Authoring Identities: Digital Stories of Critical Narratives

01:090:293:H2
Doaa Rashed
T 12:10-3:10PM
SPR 204 NB

Digital stories are powerful instructional tools that allow students to communicate complex concepts and emotions through both linguistic and nonlinguistic modes. A digital story is a 3-6 minute multimodal video through which students can engage in critical reflection about their experiences, participate actively in the learning process, and give voice to their identities.

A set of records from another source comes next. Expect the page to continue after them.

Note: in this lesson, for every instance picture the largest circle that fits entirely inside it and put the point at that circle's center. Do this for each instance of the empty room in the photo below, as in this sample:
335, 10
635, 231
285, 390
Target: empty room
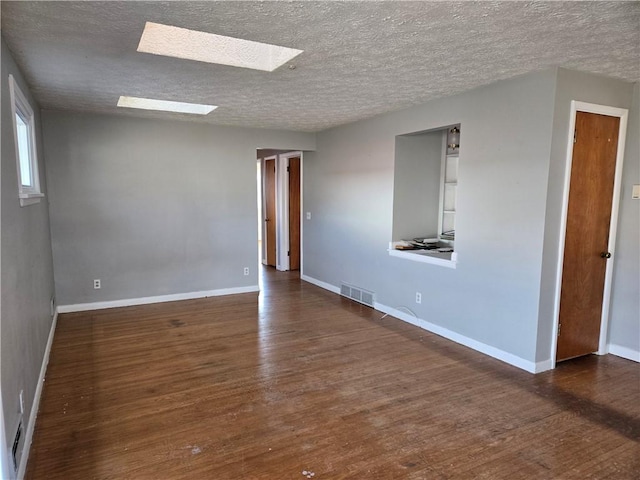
320, 239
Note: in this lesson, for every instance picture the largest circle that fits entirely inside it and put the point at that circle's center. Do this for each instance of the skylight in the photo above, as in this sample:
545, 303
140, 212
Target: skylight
179, 42
165, 105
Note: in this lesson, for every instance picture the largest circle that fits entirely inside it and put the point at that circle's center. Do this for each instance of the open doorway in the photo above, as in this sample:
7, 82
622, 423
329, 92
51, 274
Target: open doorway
279, 208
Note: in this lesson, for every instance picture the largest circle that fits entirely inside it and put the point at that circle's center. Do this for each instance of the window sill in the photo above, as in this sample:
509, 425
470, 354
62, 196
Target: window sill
30, 198
448, 259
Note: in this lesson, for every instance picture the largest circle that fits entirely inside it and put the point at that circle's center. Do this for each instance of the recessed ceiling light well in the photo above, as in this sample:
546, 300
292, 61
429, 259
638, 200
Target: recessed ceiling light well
165, 105
179, 42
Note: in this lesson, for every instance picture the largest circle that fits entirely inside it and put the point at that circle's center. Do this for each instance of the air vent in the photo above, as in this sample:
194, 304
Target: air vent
358, 294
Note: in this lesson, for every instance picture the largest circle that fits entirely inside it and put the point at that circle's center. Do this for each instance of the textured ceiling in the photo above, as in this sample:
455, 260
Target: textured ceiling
360, 58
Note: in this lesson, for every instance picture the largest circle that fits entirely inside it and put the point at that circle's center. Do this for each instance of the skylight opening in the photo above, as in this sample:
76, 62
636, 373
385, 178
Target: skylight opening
188, 44
165, 105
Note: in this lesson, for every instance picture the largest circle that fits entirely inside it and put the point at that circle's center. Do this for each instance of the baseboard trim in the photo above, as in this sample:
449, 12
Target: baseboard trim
36, 401
531, 367
130, 302
494, 352
320, 283
624, 352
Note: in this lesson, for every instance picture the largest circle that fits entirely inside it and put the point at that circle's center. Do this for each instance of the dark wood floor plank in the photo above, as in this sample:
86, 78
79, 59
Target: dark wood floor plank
299, 379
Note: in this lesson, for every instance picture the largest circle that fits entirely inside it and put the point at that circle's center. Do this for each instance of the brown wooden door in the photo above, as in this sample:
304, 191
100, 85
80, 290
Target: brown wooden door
587, 235
294, 213
270, 210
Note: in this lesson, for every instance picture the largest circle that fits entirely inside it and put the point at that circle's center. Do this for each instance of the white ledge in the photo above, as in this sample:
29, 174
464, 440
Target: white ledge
448, 259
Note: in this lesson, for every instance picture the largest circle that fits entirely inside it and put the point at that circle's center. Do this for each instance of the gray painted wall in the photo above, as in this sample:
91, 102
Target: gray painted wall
624, 327
27, 271
153, 207
416, 185
493, 294
572, 85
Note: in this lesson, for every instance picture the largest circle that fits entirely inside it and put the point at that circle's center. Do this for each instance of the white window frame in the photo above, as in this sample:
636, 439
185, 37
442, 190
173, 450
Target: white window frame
31, 194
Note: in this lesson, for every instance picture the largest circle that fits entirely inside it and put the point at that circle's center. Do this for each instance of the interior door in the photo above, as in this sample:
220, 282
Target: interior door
294, 213
270, 210
587, 235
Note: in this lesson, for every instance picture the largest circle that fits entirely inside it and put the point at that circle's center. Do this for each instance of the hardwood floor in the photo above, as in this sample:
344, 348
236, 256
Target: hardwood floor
302, 380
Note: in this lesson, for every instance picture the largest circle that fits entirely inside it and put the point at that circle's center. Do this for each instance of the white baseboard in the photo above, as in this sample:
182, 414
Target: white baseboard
624, 352
321, 284
531, 367
36, 401
494, 352
129, 302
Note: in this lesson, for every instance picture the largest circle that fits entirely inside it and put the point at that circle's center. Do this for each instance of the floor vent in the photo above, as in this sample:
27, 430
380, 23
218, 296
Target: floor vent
358, 294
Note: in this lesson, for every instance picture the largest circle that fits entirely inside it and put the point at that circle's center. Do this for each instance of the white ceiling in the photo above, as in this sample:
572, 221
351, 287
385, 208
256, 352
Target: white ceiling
360, 58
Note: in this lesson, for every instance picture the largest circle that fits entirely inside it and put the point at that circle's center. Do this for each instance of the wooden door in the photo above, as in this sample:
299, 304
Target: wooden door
587, 234
270, 210
294, 213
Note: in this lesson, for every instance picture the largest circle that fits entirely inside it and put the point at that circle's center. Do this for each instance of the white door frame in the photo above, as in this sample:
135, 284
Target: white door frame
283, 208
264, 207
621, 113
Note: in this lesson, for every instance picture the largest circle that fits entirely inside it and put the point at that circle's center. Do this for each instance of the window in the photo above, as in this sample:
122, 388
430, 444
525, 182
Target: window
425, 193
26, 156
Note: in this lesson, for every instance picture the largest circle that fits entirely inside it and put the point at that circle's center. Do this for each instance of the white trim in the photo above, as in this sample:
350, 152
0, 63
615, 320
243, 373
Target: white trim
622, 113
624, 352
36, 401
302, 216
19, 103
285, 243
425, 256
320, 283
511, 359
265, 239
129, 302
282, 205
4, 451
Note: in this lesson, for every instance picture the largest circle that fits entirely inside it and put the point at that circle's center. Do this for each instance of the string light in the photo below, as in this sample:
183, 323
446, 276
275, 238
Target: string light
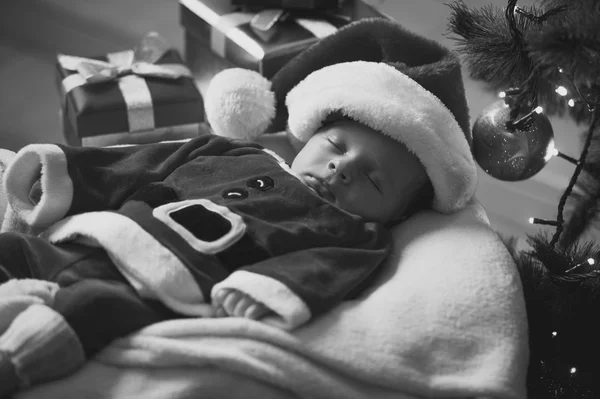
543, 221
589, 261
561, 90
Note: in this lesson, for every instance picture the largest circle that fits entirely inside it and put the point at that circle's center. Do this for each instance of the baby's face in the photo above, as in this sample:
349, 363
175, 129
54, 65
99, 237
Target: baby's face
360, 170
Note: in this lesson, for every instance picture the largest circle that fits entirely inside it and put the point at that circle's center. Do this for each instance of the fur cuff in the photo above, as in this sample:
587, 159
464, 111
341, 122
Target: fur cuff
290, 311
47, 164
41, 346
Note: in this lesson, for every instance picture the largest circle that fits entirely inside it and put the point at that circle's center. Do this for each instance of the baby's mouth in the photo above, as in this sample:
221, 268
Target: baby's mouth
320, 187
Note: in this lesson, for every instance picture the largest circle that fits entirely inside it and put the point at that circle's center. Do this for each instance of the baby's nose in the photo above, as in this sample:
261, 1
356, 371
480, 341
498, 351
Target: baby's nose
342, 171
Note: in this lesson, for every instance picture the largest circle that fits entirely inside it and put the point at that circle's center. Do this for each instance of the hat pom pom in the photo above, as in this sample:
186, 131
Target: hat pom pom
239, 103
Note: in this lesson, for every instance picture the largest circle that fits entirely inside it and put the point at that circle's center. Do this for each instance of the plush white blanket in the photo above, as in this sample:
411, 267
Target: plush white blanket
446, 318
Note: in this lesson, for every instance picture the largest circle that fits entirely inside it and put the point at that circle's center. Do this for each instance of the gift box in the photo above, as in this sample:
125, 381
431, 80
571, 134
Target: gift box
289, 4
140, 95
227, 31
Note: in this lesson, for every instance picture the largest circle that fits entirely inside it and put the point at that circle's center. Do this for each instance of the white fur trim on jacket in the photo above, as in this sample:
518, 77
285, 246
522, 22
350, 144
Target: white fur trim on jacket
48, 164
392, 103
153, 270
290, 311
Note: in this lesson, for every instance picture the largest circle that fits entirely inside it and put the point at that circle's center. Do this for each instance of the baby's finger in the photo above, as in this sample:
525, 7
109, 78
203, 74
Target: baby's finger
256, 311
230, 302
218, 296
242, 305
220, 312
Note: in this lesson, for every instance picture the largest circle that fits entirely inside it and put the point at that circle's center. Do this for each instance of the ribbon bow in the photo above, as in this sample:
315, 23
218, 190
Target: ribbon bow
140, 61
128, 69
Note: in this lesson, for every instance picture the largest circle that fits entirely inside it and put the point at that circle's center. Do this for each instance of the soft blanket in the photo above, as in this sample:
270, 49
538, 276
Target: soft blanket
445, 318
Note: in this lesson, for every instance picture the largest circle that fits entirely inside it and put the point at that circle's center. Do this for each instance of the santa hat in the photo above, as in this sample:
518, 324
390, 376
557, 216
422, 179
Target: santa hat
375, 72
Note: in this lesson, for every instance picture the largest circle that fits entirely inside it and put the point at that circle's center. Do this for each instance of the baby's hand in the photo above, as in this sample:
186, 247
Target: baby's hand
230, 302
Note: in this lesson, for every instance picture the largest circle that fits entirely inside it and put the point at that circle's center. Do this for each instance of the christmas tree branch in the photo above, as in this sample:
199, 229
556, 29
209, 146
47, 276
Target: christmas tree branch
569, 189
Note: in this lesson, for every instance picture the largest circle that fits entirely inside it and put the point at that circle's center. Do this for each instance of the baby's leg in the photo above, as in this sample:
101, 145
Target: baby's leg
101, 310
26, 256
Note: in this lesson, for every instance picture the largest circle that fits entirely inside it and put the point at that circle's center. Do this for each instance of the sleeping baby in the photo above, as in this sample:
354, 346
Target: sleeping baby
219, 226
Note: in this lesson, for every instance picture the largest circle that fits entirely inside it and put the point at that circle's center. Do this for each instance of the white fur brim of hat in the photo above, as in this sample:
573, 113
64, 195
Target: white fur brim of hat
392, 103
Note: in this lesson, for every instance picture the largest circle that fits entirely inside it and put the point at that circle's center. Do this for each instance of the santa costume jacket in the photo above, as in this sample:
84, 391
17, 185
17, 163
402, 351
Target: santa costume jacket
180, 219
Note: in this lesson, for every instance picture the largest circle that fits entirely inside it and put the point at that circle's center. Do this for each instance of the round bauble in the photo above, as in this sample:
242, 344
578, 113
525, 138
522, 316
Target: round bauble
511, 154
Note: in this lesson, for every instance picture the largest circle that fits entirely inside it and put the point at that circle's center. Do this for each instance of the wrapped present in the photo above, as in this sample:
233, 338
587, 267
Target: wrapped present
139, 95
228, 32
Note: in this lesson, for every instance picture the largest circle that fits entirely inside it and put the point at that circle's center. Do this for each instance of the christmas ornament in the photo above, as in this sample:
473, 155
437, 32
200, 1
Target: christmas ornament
511, 153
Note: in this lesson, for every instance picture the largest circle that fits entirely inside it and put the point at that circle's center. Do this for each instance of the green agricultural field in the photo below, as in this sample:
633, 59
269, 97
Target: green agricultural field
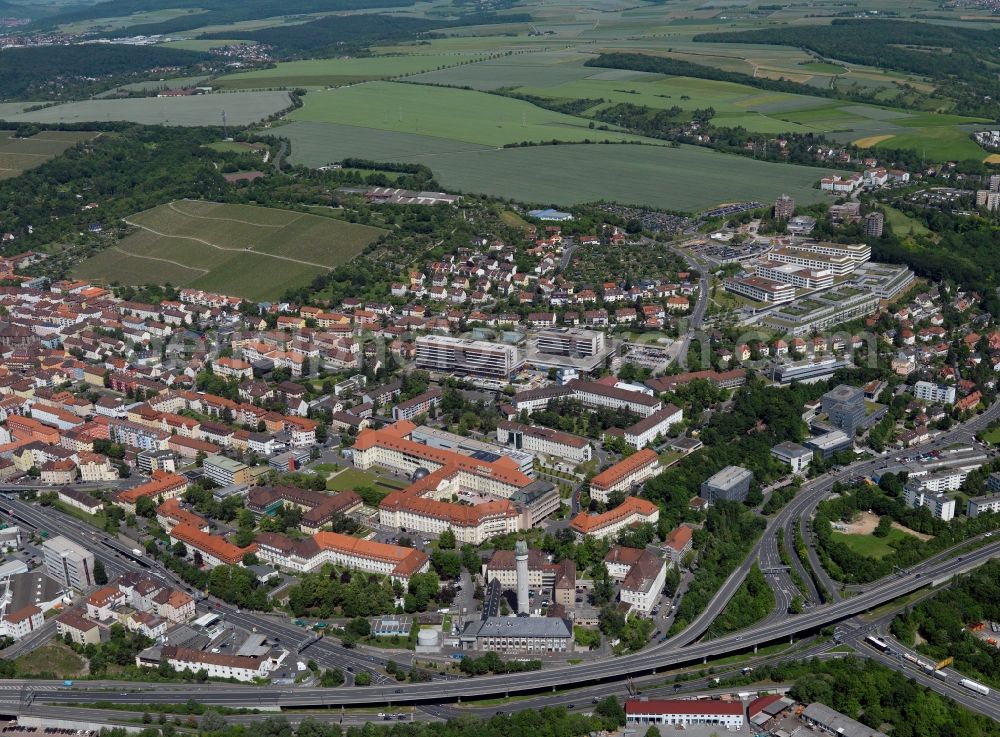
241, 109
939, 143
536, 68
335, 72
686, 178
439, 112
202, 44
318, 144
20, 154
869, 545
156, 84
255, 252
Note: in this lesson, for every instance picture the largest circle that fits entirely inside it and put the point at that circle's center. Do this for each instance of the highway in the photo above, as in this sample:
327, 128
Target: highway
682, 649
655, 658
326, 652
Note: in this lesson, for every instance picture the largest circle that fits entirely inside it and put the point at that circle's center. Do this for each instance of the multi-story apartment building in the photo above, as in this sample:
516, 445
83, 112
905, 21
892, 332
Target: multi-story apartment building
160, 487
214, 550
438, 475
476, 358
646, 430
731, 483
345, 551
226, 471
544, 441
68, 563
642, 575
822, 310
216, 665
797, 276
625, 474
845, 407
941, 506
936, 393
630, 512
760, 289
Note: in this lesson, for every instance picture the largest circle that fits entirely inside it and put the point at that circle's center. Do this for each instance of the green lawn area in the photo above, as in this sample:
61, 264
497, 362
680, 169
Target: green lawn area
940, 142
992, 437
349, 479
822, 67
869, 545
322, 468
54, 657
903, 224
669, 457
94, 520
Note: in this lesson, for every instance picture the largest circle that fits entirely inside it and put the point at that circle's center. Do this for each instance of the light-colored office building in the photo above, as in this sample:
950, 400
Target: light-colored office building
936, 393
68, 563
477, 358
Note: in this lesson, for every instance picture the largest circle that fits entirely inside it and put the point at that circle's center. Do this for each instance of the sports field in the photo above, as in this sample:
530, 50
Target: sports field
254, 252
440, 112
20, 154
242, 109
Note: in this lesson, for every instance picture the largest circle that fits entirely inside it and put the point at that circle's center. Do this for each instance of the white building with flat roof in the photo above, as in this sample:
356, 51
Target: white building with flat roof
928, 391
69, 563
478, 358
760, 289
941, 506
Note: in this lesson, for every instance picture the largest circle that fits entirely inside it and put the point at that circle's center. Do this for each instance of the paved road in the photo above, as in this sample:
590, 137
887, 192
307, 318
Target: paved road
677, 651
652, 659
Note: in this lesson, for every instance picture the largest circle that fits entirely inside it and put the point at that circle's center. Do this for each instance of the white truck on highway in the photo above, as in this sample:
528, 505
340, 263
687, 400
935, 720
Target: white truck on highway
977, 687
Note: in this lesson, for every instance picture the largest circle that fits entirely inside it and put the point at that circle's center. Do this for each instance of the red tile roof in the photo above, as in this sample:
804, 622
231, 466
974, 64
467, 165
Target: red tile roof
624, 468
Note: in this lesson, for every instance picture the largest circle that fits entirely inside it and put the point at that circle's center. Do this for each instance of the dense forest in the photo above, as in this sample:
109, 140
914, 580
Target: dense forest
57, 72
126, 171
680, 68
332, 34
211, 12
885, 500
941, 623
958, 248
876, 696
960, 59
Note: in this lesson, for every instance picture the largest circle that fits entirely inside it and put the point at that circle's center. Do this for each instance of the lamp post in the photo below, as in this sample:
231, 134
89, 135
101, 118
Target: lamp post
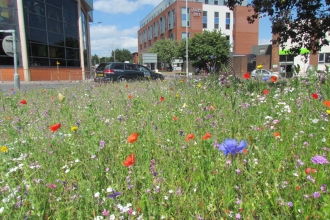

This course will lay a foundation for understanding how stories shape communities, identities, memories, and perspectives on our lives. It will provide opportunities for the theoretical analysis of self-representation and composing narratives on behalf of ourselves and others with a focus on our linguistic and cultural heritage, critical incidents and experiences as they are preserved and performed through narrative within digital stories. Students will be required to call on their own intellectual, emotional, and imaginative processes and to develop their own skills in reflection, interviewing, oral history collection, and the use of relevant digital storytelling tools.

The first part of the course is devoted to the methodological inquiry discussion of relevant concepts and frameworks in the analysis of personal stories of critical incidents and experiences told in digital stories by individuals and communities. Students are offered narrative and autoethnography tools to explore mentioned stories, especially in relation to ethnicity, race, gender, and class with application in the assembly of non-fiction digital stories. The second part is devoted to guiding students either in creating their own digital stories as self-representation of who they are or on behalf of others (i.e. their communities, family members). Students will be encouraged to produce digital stories in languages other than English. Bilingual and multilingual productions are welcomed too (with the possibility of adding one credit module to the course).


About Professor Rashed

Doaa Rashed joined the School of Arts and Sciences at Rutgers University-New Brunswick as Associate Teaching Professor and Director of the Language Engagement Project in October 2019. Prior to that, she was the director of the MA TESOL (Teachers of English for Speakers of Other Languages) Program and co-director of the TESOL Teacher Professional Training Programs at the University of Maryland Baltimore County.

Rashed works at the crossroads of bilingual and multilingual education, and cross-cultural studies. A native speaker of the Egyptian dialect of Arabic and a learner of Standard Arabic and English as a foreign language, her personal and educational experiences led her to career paths in teaching English as a Foreign Language and as a Second Language, language teacher education, and teacher professional development. Rashed received a Bachelor’s of Arts Degree in Teaching English as a Foreign Language from Alexandria University, Egypt, a M.A. in Teaching English to Speakers of Other Languages (TESOL), and a doctoral degree in Language, Literacy & Culture from University of Maryland Baltimore County. Her research focuses on language teacher professional identity, the intersection between language, culture and identity, and identity as pedagogy.

Rashed has been active for many years with pre- and in-service English language teacher education, having taught courses on topics such as TESOL teaching methods, teaching grammar and pronunciation, cross-cultural communication, language assessment and evaluation, and second language acquisition.

Rashed is passionate about partnerships between academic programs and public schools in the United States as well as international partnerships, having coordinated partnerships with bicultural and bilingual centers in Bolivia, China, Ecuador and Peru. She also offered ample professional development to language teachers in language centers in Educator and the Dominican Republic.